分刻みでふくらます風船と休日
なんとなく嫌な感じがする。こういうときは思い切って走り抜けるか、コンビニで貰った箸を手に握って渾身の変顔を披露しながらやり過ごして、急いで飛び込んだ見慣れた部屋でココアと安心を手に入れるのがハッピーエンドなのだけれど、今回は目的地のない道の上で、ただただ嫌な感じだなあ、なんて思いながら時間が過ぎるのを待っている。
用意周到な性格でもないが、いきなりいろいろと状況が変わると、さすがに滅入る。やたらと気分の良い日なんてそもそもなかったからいいし、とはいかず、まったくよくなくて、欲なく、淡々と過ごしていたら、気がついたら2週間も外に出ていなかった。この家はなぜか常に寒いから、外では桜が咲いたと聞いてもまだ信じられない。雪も降ったらしい。きっとそういうなぞなぞなのだろう。

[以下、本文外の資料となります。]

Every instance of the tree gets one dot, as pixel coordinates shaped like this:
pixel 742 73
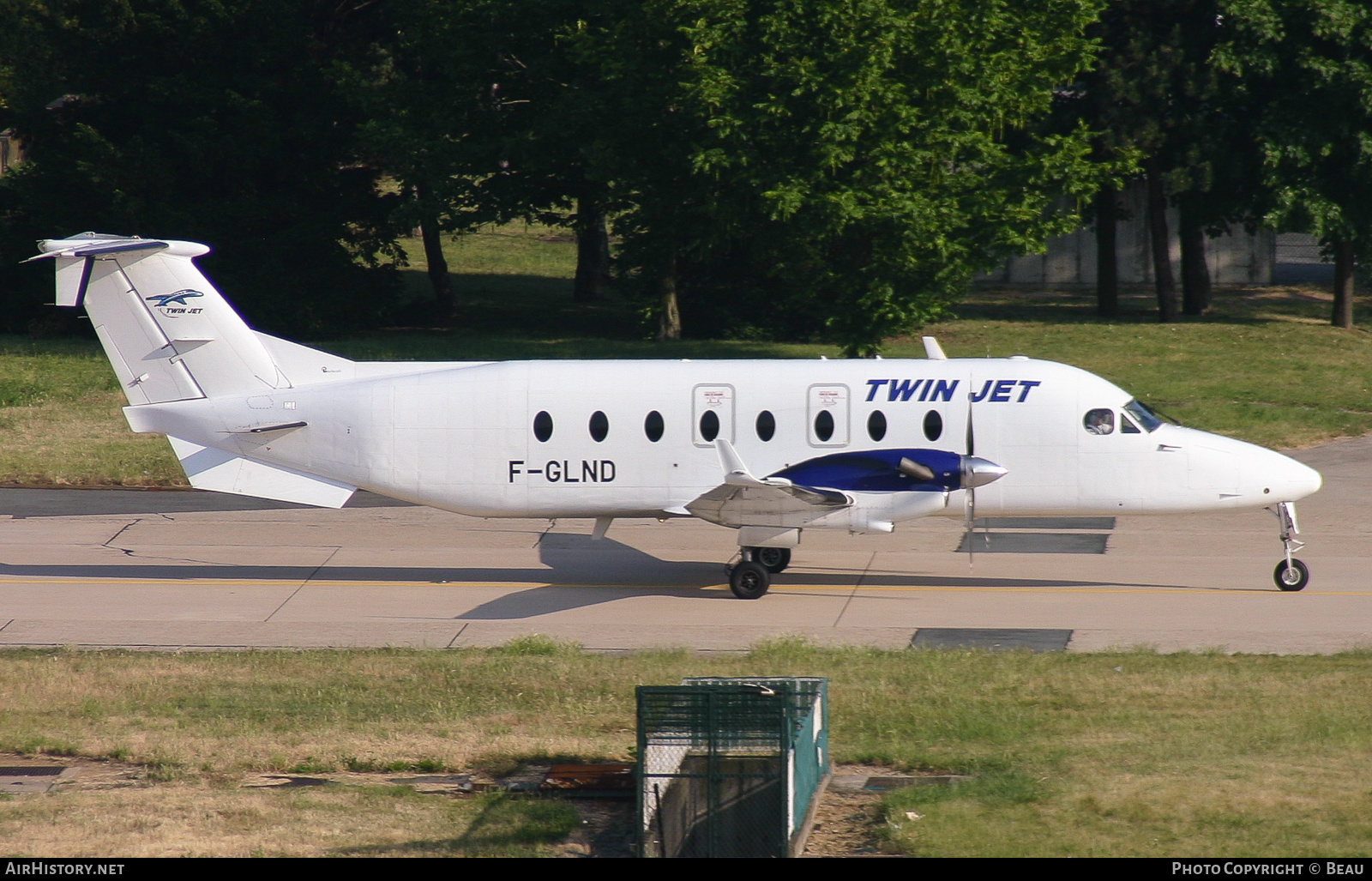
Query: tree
pixel 484 117
pixel 1156 92
pixel 841 166
pixel 1308 64
pixel 206 119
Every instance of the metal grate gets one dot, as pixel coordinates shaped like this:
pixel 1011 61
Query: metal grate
pixel 729 768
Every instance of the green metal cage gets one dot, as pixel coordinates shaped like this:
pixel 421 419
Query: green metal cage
pixel 731 768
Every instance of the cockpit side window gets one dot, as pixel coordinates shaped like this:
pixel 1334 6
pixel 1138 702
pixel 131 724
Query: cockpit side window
pixel 1099 421
pixel 1146 418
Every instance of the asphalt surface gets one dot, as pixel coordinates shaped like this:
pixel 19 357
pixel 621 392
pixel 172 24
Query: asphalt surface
pixel 185 570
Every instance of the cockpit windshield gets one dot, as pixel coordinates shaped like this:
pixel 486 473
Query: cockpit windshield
pixel 1147 418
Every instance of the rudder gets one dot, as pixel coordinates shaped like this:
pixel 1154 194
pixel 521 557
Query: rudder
pixel 168 332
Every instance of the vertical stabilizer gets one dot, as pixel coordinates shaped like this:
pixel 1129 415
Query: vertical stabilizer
pixel 166 329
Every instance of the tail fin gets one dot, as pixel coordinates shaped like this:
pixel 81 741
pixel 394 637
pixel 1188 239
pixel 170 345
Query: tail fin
pixel 166 329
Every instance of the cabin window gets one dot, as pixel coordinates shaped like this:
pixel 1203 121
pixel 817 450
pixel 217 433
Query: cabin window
pixel 599 425
pixel 823 425
pixel 710 425
pixel 933 425
pixel 653 425
pixel 1099 421
pixel 542 425
pixel 877 425
pixel 766 425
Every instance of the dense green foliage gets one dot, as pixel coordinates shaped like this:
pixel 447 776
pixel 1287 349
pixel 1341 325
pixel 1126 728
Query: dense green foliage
pixel 773 169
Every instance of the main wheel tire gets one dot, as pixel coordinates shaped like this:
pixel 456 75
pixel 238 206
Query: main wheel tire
pixel 773 558
pixel 1291 576
pixel 749 581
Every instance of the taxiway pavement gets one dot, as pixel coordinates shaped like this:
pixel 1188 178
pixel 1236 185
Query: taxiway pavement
pixel 196 571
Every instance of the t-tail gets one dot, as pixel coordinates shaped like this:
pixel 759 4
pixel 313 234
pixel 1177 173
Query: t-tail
pixel 176 343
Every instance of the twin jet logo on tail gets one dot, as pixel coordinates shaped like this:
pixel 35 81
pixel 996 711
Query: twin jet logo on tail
pixel 164 301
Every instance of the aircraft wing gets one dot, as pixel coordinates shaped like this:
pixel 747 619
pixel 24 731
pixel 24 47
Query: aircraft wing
pixel 744 500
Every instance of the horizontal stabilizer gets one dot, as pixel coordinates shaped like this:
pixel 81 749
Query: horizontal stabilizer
pixel 210 468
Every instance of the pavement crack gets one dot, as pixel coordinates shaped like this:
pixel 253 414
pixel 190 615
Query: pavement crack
pixel 301 586
pixel 857 585
pixel 109 542
pixel 552 524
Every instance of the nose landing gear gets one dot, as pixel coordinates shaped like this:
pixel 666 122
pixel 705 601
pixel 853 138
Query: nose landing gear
pixel 1290 574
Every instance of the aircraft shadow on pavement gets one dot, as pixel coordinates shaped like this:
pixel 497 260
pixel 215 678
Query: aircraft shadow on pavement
pixel 580 572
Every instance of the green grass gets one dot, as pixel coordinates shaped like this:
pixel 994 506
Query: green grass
pixel 1262 366
pixel 1083 755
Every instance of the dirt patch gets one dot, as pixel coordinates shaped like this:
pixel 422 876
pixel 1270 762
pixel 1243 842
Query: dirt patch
pixel 844 821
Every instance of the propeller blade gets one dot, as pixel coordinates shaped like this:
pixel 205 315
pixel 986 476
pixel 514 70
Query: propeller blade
pixel 912 468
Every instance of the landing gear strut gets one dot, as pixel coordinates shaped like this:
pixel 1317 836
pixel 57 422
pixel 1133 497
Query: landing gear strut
pixel 1290 574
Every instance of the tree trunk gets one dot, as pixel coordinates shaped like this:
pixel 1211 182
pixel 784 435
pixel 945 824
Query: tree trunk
pixel 1108 260
pixel 1163 279
pixel 592 251
pixel 1195 275
pixel 432 238
pixel 1344 265
pixel 670 318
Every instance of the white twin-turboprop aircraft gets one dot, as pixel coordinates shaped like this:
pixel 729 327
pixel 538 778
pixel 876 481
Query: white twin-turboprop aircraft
pixel 767 448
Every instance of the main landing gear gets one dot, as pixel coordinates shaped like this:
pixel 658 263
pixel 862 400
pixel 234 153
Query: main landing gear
pixel 751 576
pixel 1290 574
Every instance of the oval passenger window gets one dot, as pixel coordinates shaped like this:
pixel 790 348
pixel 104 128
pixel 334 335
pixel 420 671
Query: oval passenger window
pixel 766 425
pixel 710 425
pixel 933 425
pixel 653 425
pixel 877 425
pixel 823 425
pixel 599 425
pixel 542 425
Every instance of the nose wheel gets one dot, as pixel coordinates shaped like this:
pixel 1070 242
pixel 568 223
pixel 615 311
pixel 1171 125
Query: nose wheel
pixel 749 579
pixel 773 558
pixel 1290 574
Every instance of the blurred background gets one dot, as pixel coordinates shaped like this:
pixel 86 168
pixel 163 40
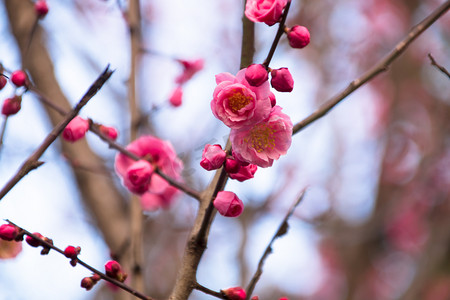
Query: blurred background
pixel 375 220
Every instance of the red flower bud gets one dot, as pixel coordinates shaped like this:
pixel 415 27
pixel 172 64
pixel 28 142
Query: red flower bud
pixel 234 293
pixel 32 241
pixel 298 36
pixel 282 80
pixel 41 8
pixel 19 78
pixel 8 232
pixel 11 106
pixel 256 74
pixel 110 132
pixel 3 81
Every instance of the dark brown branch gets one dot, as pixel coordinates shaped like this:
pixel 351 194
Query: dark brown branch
pixel 33 160
pixel 441 68
pixel 87 266
pixel 208 291
pixel 380 67
pixel 282 229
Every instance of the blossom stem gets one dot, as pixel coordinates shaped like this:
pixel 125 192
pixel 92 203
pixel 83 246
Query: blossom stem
pixel 278 35
pixel 86 265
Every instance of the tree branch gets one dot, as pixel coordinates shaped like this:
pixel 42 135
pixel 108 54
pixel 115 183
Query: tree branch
pixel 380 67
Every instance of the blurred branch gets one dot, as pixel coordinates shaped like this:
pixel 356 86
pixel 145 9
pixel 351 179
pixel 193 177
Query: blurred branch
pixel 441 68
pixel 282 230
pixel 102 275
pixel 380 67
pixel 33 160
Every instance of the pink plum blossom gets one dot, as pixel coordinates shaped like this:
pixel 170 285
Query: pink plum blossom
pixel 298 36
pixel 256 74
pixel 190 68
pixel 235 293
pixel 237 103
pixel 228 204
pixel 162 155
pixel 267 11
pixel 76 129
pixel 213 157
pixel 282 80
pixel 264 142
pixel 176 97
pixel 138 175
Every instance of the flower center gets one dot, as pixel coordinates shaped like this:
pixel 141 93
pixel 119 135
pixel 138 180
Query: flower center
pixel 261 138
pixel 238 100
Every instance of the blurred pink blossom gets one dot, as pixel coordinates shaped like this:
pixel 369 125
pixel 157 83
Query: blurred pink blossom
pixel 267 11
pixel 264 142
pixel 238 104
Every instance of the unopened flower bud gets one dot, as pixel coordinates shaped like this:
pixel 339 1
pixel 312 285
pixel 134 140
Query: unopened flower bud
pixel 11 106
pixel 72 252
pixel 298 36
pixel 282 80
pixel 256 74
pixel 76 129
pixel 3 81
pixel 87 283
pixel 108 131
pixel 8 232
pixel 19 78
pixel 228 204
pixel 176 97
pixel 41 8
pixel 34 242
pixel 139 173
pixel 234 293
pixel 213 157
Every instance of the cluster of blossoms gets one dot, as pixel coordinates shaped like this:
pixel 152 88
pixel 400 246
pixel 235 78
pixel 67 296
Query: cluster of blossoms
pixel 12 234
pixel 190 68
pixel 260 131
pixel 139 176
pixel 238 293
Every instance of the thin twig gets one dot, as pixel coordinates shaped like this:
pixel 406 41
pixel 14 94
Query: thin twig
pixel 87 266
pixel 440 67
pixel 282 229
pixel 205 290
pixel 33 160
pixel 380 67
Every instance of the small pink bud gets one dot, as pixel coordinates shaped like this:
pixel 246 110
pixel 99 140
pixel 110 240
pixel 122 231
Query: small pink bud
pixel 273 100
pixel 244 173
pixel 213 157
pixel 72 252
pixel 34 242
pixel 87 283
pixel 282 80
pixel 108 131
pixel 19 78
pixel 114 270
pixel 76 129
pixel 3 81
pixel 232 165
pixel 298 36
pixel 140 172
pixel 256 74
pixel 234 293
pixel 176 97
pixel 228 204
pixel 11 106
pixel 8 232
pixel 41 8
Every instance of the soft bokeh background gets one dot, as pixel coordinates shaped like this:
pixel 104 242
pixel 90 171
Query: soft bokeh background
pixel 374 223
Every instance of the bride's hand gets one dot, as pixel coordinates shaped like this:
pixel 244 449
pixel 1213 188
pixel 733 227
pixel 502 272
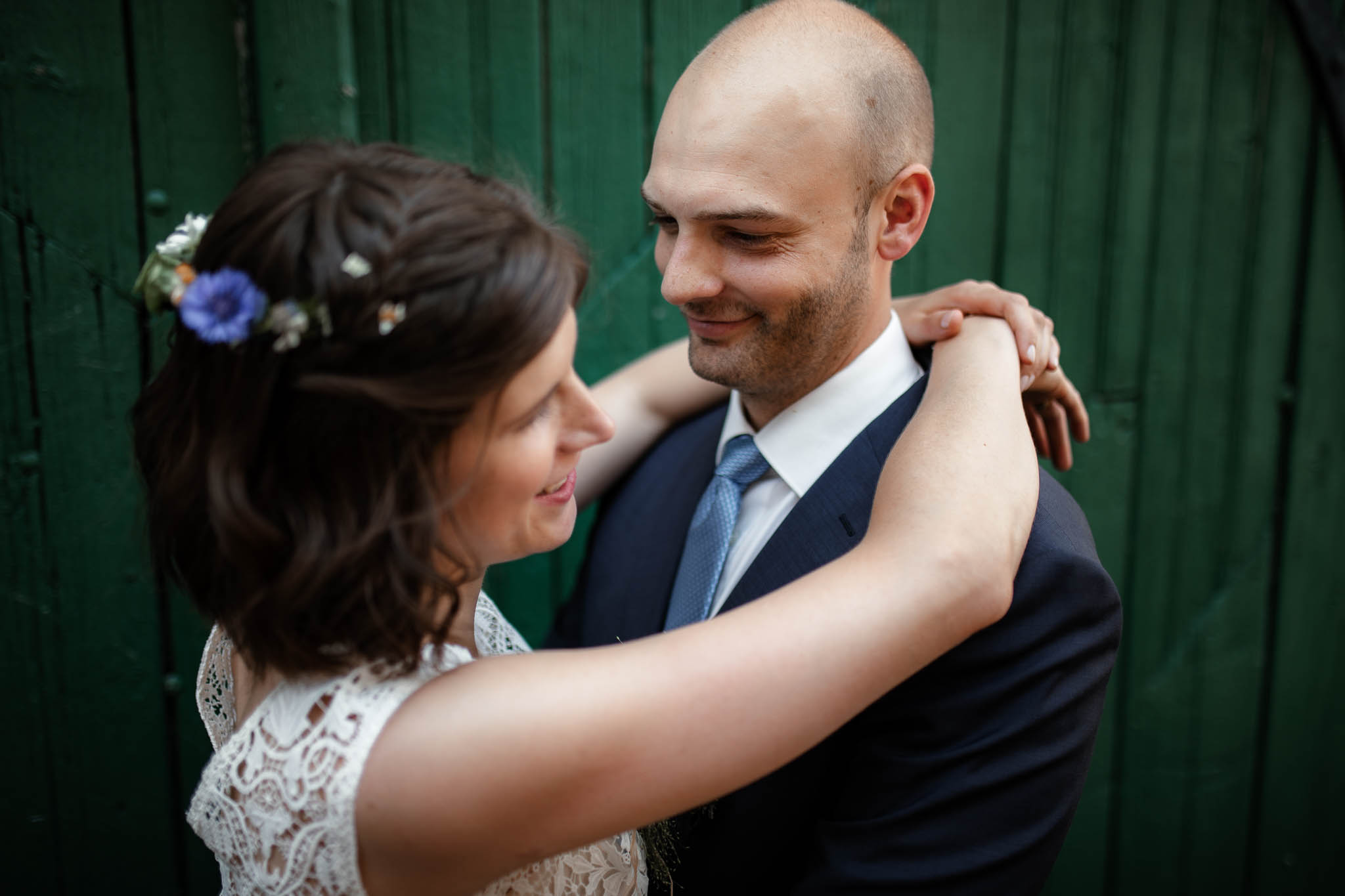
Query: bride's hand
pixel 1055 412
pixel 1053 408
pixel 935 316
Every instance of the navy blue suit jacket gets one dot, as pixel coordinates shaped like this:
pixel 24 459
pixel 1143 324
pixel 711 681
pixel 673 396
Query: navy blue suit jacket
pixel 959 781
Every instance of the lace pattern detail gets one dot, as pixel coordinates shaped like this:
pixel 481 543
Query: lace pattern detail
pixel 276 803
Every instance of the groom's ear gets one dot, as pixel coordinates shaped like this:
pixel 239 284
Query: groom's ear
pixel 906 206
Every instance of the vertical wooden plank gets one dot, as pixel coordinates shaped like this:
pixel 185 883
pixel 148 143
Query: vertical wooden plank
pixel 305 70
pixel 966 70
pixel 1152 802
pixel 1084 140
pixel 599 113
pixel 513 77
pixel 373 79
pixel 73 177
pixel 27 620
pixel 1195 640
pixel 1224 578
pixel 1305 782
pixel 195 142
pixel 1028 226
pixel 432 70
pixel 1139 131
pixel 110 714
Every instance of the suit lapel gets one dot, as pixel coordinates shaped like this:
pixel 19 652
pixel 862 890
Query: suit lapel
pixel 833 515
pixel 669 517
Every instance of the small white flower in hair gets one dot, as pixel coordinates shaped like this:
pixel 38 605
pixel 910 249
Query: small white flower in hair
pixel 389 316
pixel 357 265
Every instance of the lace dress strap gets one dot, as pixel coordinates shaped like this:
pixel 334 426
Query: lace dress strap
pixel 215 688
pixel 276 803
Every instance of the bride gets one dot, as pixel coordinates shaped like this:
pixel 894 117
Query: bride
pixel 369 399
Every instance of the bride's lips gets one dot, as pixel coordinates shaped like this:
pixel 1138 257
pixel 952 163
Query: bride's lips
pixel 562 495
pixel 716 330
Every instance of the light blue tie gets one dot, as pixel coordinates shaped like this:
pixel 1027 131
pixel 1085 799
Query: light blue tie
pixel 712 526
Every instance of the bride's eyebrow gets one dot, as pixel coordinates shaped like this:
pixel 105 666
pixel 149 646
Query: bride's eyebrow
pixel 531 412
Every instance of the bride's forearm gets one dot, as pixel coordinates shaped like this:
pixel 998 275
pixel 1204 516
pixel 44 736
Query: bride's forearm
pixel 969 453
pixel 645 398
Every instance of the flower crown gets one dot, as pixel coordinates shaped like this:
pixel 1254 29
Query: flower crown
pixel 228 307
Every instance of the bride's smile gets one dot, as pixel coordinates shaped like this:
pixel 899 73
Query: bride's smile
pixel 512 465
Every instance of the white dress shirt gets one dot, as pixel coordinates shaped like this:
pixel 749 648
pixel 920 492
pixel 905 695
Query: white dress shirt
pixel 806 438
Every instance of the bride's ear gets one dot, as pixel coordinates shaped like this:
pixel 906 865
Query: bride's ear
pixel 906 209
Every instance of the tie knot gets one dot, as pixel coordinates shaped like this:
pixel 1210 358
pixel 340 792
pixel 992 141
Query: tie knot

最近は、家のメンテナンスだか、てんでナンセンスだかで、騒音がひどく、不本意な目覚めが続いている。それだけでなく、日中は、顔も知らない作業員達の、何を取ってくれだの、どこがうまくいかないだの、あれはどうしただの、絶え間なく交わされる便宜上必要な会話が、お気に入りのアーティストやパーソナリティの声に横入りしてきて、妙に落ち着かない。この感じが何だか今の世の中と似ている気がして、「ここでもか」と思う。
そんな家のなかで時間を止めている気がしていたが、もちろんそんなことはなく針は進み、転職活動なんてすぐ終わらせるからいいよと息巻いてごまかし程度に暗くした髪色は、何も決まらないうちについに褪せてしまい、焦って焦ってもう焦っていない。だらしのない何でもない人間がここに誕生しつつある。でも物語は始まりそうにない。
このまま陽の光を浴びずにもう少しコンティニューすることもできたが、急に不安に駆られたので外出することにした。と言っても、必ず避けられない目的がないと腰が重くなるだろうことはわかっていたので、前日に脱毛サロンを無理に予約した。
こうした美容関連の投資については、今さら何を足掻こうとしているんだという部分はあるにせよ、億劫なことから逃れたいみたいな心理があるのだろうと思う。未来的な価値があるかもわからないのに自分の気持ちを満足させるのは今に始まったことでもなく、現に楽しめているなら何だっていいのである。知らん。あっちいけ。
施術が終わり、何でわざわざ出かけてまでこんなに痛い思いをしないといけないんだと泣き、少し怒りながら、がんばったごほうびを得なければと服屋に急いだ。罰も褒美も全部が自分の手の内にあるから、自分だけの世界は尊い。この日も新しいワンピースに袖を通したばかりなのに、またワンピースを2着買った。わたしはちゃんと春を迎えたがっているのだと気がついた。ついには春のコートまで探していた。気温の感覚を忘れかけているから、この日は買わなかったが。
それはそうと、明日がどうとか考えられなくなるくらい、どうしようもなくつらくなるときというのは、誰にでもいちどくらいはあるものだと信じたい。とにかく、わたしの生活には確実にそういう日がたびたび存在している。そんなとき、太宰治の『葉』の、「これは夏に着る着物であろう。夏まで生きていようと思った。」という一節を思い出す。
ショッピングバックをぶらさげ、そのまま流れるように濃い赤のアイシャドウを買った。いつかわたしの味方になるはずの色。そのあと、ふと思い出して、自由律俳句の本を迎えに行った。心地よいリズムでととのう。感覚と空気を吸い込めるようになっていくのを感じた。
今日も、どうしようもない日々に消化不良になりながらも、わたしのものになったワンピースをながめている。ひとつめのあざやかな花柄があたたかい風にふんわりと揺れるのが待ち遠しい。ふたつめはきっと、出会った瞬間からわたしのものになると決まっていた。それは「昨夜の反動ワンピース」という名だった。